Ausgabe 04/2018
Die zwei Seiten eines Konzerns
Maria Kniesburges ist Chefredakteurin der ver.di publik
Da wird großzügig verteilt, allerdings nur in den oberen Rängen. Unten muss jeder Cent hart erkämpft werden. Gerade erst ist bekannt geworden, dass der Landesrechnungshof in Berlin dem landeseigenen Klinikkonzern Vivantes vorwirft, seine Führungskräfte über die Maßen mit Bonuszahlungen, üppigen Abfindungen und überhöhten Gehältern bedacht zu haben beziehungsweise zu bedenken. Einer der Manager etwa wurde zwei Jahre freigestellt, durfte aber seinen Dienstwagen behalten und bezog Sonderzahlungen – Gesamtwert: 350.000 Euro.
Und was außertariflich in den oberen Rängen heißen kann, zeigt auch dieser Fall, den der Rechnungshof bemängelt hat: Einem der Besserverdiener in dem Klinikkonzern sei sein ohnehin schon beträchtliches Jahresgehalt von 110.000 Euro binnen eines Jahres auf 140.000 Euro plus 40.000 Euro Bonus erhöht worden.
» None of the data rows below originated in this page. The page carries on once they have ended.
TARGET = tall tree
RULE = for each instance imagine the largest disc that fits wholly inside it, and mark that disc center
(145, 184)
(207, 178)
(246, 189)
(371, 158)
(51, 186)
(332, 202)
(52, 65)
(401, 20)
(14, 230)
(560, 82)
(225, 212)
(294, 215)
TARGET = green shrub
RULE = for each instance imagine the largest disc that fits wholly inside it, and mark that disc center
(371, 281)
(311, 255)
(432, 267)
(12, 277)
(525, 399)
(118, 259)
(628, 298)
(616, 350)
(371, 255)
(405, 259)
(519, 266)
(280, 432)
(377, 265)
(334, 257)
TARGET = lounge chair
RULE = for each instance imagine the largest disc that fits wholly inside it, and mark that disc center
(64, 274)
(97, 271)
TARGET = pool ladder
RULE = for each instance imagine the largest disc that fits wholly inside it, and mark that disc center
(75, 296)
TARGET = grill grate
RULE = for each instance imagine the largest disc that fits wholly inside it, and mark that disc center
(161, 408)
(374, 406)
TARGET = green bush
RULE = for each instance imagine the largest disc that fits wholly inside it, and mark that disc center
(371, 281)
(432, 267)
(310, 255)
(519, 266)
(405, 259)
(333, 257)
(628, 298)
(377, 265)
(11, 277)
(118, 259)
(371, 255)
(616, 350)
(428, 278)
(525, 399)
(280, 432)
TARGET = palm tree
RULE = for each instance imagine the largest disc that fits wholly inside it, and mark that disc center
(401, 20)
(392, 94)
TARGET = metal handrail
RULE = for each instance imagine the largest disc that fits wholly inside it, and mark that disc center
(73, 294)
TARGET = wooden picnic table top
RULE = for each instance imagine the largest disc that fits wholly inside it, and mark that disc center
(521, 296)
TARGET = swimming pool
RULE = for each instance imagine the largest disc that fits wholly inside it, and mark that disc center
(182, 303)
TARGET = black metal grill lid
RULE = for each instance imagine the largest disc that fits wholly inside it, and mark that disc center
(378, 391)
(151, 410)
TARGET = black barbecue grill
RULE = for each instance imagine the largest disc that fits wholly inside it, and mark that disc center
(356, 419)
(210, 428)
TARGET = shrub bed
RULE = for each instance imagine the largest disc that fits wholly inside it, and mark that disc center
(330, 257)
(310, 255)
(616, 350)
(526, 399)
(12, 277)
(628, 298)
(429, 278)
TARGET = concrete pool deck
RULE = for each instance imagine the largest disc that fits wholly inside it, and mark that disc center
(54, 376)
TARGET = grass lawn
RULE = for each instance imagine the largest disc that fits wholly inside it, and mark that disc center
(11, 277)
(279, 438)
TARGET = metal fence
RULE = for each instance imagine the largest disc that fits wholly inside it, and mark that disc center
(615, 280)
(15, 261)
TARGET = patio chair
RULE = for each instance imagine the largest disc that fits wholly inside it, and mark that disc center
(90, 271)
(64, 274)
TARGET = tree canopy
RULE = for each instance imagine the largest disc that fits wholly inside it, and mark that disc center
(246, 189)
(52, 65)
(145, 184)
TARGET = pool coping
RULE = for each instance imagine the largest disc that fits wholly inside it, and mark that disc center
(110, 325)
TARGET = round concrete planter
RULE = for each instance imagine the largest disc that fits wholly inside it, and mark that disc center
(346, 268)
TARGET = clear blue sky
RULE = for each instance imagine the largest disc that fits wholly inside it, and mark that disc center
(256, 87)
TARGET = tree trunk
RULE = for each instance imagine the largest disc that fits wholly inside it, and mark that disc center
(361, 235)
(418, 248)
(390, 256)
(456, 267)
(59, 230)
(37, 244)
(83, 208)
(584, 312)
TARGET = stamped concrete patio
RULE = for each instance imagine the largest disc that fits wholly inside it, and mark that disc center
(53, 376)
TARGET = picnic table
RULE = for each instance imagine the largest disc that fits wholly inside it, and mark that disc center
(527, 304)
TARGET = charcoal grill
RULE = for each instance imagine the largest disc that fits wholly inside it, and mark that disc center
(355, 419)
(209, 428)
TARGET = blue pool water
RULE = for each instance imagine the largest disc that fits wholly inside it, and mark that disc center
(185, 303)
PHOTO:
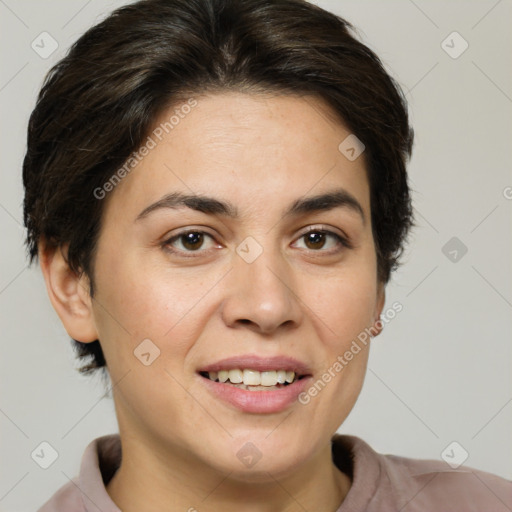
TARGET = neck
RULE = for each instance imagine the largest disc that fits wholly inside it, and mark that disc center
(177, 482)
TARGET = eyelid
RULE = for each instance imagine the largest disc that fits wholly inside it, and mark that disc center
(315, 228)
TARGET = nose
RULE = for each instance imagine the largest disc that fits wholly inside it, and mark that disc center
(261, 294)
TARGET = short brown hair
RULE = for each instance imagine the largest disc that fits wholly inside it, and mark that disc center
(98, 104)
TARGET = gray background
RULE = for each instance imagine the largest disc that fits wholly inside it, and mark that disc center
(440, 372)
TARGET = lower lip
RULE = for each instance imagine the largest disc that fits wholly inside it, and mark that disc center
(260, 402)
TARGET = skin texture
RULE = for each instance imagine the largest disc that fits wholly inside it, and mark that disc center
(296, 299)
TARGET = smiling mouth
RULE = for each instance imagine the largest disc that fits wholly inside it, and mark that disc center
(254, 380)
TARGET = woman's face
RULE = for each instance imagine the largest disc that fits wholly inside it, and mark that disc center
(246, 289)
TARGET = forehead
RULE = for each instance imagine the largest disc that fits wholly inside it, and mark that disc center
(253, 150)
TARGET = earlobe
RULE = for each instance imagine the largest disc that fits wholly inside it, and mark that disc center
(68, 293)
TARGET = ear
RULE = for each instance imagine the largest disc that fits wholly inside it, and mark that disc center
(68, 293)
(377, 326)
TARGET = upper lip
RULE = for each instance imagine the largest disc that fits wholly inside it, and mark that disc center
(253, 362)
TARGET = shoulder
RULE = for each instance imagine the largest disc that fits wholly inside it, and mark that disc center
(434, 484)
(410, 484)
(66, 499)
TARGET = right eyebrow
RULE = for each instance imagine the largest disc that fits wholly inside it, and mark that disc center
(338, 198)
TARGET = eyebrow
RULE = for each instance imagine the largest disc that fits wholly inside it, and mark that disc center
(338, 198)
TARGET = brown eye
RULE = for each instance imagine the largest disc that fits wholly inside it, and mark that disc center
(193, 240)
(315, 240)
(323, 241)
(188, 242)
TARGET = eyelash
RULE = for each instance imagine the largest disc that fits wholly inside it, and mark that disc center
(342, 241)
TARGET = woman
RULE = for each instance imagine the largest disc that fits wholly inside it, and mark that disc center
(217, 194)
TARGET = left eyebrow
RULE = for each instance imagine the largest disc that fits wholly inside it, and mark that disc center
(338, 198)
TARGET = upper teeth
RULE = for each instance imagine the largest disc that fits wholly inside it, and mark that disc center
(253, 377)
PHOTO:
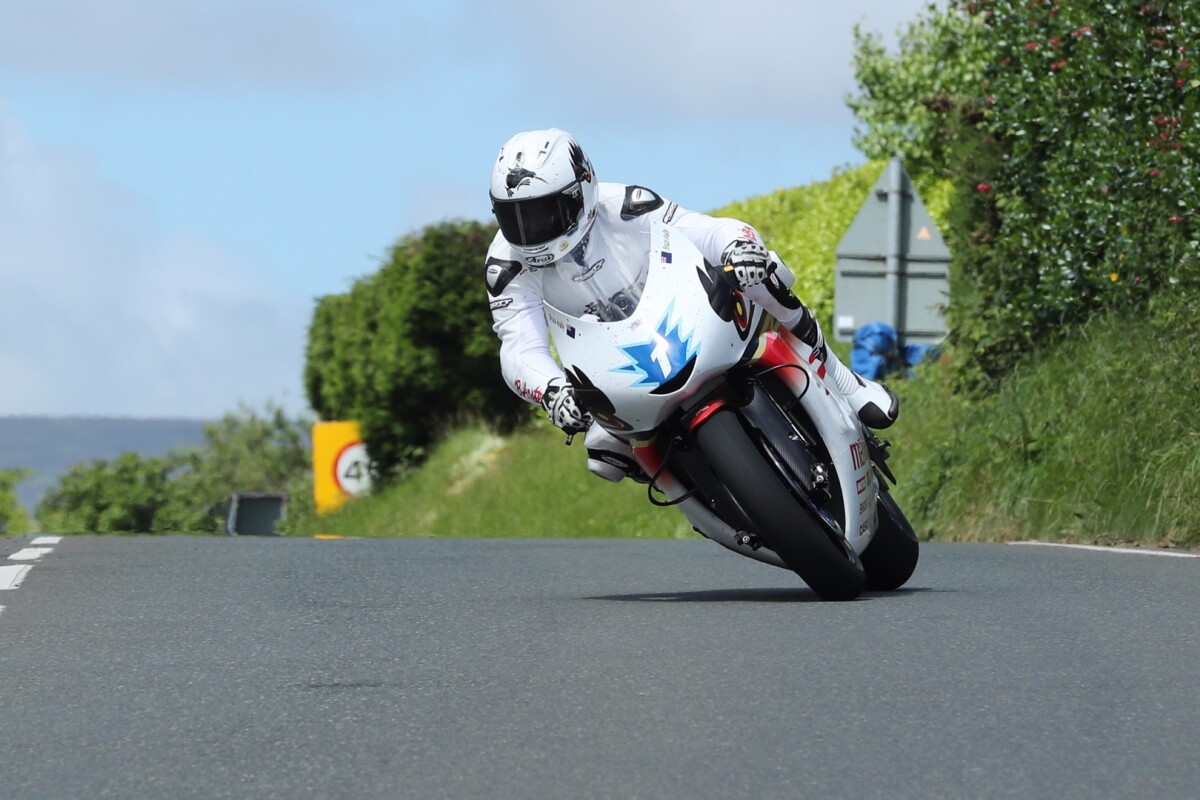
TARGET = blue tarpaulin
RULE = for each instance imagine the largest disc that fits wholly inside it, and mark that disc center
(876, 353)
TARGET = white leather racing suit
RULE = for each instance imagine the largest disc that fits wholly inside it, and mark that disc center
(622, 233)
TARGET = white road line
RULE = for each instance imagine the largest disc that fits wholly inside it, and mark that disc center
(12, 576)
(30, 553)
(1125, 551)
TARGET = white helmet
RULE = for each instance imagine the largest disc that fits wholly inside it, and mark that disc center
(544, 194)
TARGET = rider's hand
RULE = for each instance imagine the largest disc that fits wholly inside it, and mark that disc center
(747, 264)
(564, 410)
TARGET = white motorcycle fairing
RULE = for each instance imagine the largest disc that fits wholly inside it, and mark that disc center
(655, 349)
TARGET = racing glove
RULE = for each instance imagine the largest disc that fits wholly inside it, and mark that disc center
(564, 410)
(747, 264)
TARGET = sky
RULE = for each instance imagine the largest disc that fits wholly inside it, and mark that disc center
(181, 180)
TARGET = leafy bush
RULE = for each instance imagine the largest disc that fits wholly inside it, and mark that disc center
(12, 517)
(804, 224)
(185, 491)
(1074, 158)
(409, 352)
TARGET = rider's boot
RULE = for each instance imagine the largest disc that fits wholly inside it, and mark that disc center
(876, 405)
(767, 281)
(611, 458)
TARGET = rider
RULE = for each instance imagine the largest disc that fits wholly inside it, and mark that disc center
(553, 215)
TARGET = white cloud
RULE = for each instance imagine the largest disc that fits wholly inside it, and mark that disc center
(178, 41)
(707, 60)
(100, 316)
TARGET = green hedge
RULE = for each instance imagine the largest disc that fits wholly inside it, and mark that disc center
(408, 353)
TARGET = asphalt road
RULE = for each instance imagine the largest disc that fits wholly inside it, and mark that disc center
(249, 667)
Und so weiter.
Und nun zur anderen Seite des kommunalen Klinikkonzerns: 51 Tage, mehr als sechs Wochen mussten die Beschäftigten der Vivantes Service Gesellschaft in diesem Frühjahr streiken, um näher an das Niveau des Tarifvertrags für den öffentlichen Dienst heranzurücken, der für den Mutterkonzern gilt. Über die Jahre werden die Beschäftigten in den Tochterfirmen wie der Vivantes Service Gesellschaft GmbH miserabel und deutlich schlechter bezahlt als die Beschäftigten im Mutterkonzern – bei Lohndifferenzen zwischen 350 bis 800 Euro. Nach sechs Wochen hartem Arbeitskampf konnte ver.di mit Vivantes nun vereinbaren, dass die Löhne der Bechäftigten in der Service GmbH bis 2021 schrittweise auf etwa 90 Prozent des Tarifniveaus steigen.
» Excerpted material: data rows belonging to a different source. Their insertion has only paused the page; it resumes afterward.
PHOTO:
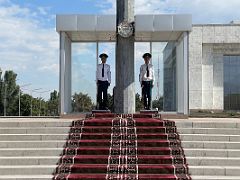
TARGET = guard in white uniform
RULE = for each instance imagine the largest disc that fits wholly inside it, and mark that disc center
(103, 79)
(146, 78)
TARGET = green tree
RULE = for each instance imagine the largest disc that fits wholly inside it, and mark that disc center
(25, 105)
(9, 93)
(82, 103)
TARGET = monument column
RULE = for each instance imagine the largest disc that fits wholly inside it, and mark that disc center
(124, 93)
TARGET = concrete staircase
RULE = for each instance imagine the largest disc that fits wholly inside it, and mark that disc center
(30, 148)
(212, 148)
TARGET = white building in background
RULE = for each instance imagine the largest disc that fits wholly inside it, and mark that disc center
(201, 62)
(214, 67)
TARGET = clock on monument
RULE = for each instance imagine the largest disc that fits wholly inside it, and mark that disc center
(125, 29)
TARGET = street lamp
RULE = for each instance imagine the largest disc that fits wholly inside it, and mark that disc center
(19, 100)
(33, 90)
(40, 104)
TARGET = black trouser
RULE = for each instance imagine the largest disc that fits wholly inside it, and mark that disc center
(102, 94)
(147, 94)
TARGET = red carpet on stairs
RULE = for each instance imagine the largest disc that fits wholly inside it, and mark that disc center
(107, 146)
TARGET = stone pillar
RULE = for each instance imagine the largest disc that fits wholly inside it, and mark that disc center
(124, 93)
(65, 74)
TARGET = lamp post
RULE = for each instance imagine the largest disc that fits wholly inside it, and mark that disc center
(5, 99)
(33, 90)
(40, 104)
(19, 98)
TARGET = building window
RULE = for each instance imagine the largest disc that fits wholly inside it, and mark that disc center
(231, 82)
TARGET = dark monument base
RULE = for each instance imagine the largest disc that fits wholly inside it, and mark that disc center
(151, 111)
(100, 111)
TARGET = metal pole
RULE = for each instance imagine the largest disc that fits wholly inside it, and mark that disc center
(32, 97)
(151, 61)
(31, 103)
(97, 52)
(19, 100)
(5, 99)
(40, 106)
(19, 103)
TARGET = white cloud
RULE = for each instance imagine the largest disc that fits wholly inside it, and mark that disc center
(27, 47)
(203, 11)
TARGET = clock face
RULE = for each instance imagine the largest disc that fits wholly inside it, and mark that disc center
(125, 29)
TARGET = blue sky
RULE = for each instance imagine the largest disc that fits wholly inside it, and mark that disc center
(29, 42)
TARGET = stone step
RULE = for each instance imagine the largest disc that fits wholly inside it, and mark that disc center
(189, 152)
(25, 177)
(215, 170)
(49, 177)
(184, 137)
(52, 160)
(30, 152)
(29, 160)
(64, 130)
(226, 131)
(32, 144)
(28, 170)
(35, 122)
(60, 144)
(207, 124)
(215, 177)
(211, 144)
(209, 137)
(49, 169)
(35, 130)
(33, 137)
(213, 161)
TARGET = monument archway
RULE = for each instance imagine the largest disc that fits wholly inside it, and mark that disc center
(148, 28)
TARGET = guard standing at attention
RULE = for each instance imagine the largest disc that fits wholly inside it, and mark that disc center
(146, 78)
(103, 79)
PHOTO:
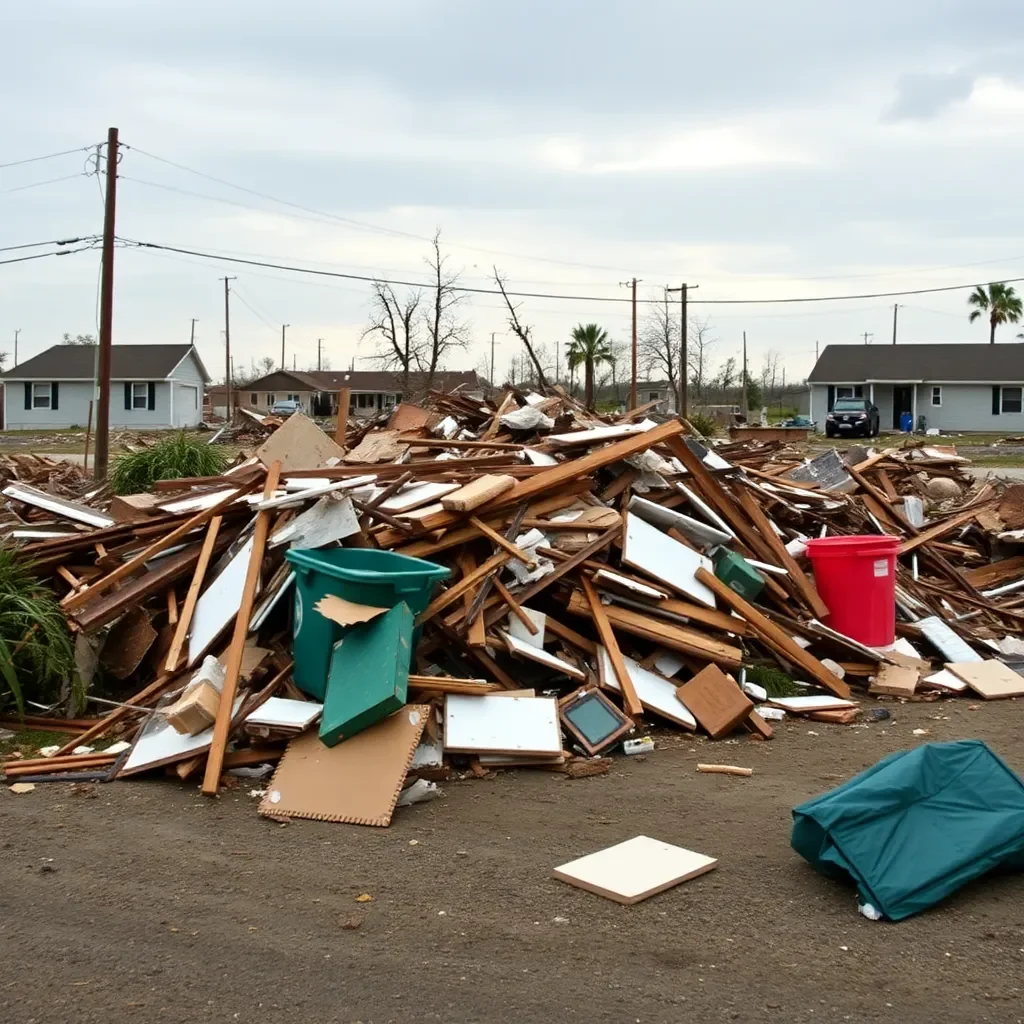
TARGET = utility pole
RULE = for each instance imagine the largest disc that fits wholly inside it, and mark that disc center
(107, 311)
(744, 410)
(684, 328)
(227, 349)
Also weiter Lohnungleichheit – aber selbst dieses Ergebnis ist nur dem Durchhaltevermögen der streikenden Beschäftigten zu verdanken. Seitens der Konzernleitung war ihnen im Streik mit Polizei und Hausverbot gedroht worden. All das in einem landeseigenen Klinikkonzern. Der Sittenverfall in der schönen neuen Arbeitswelt hat eben System.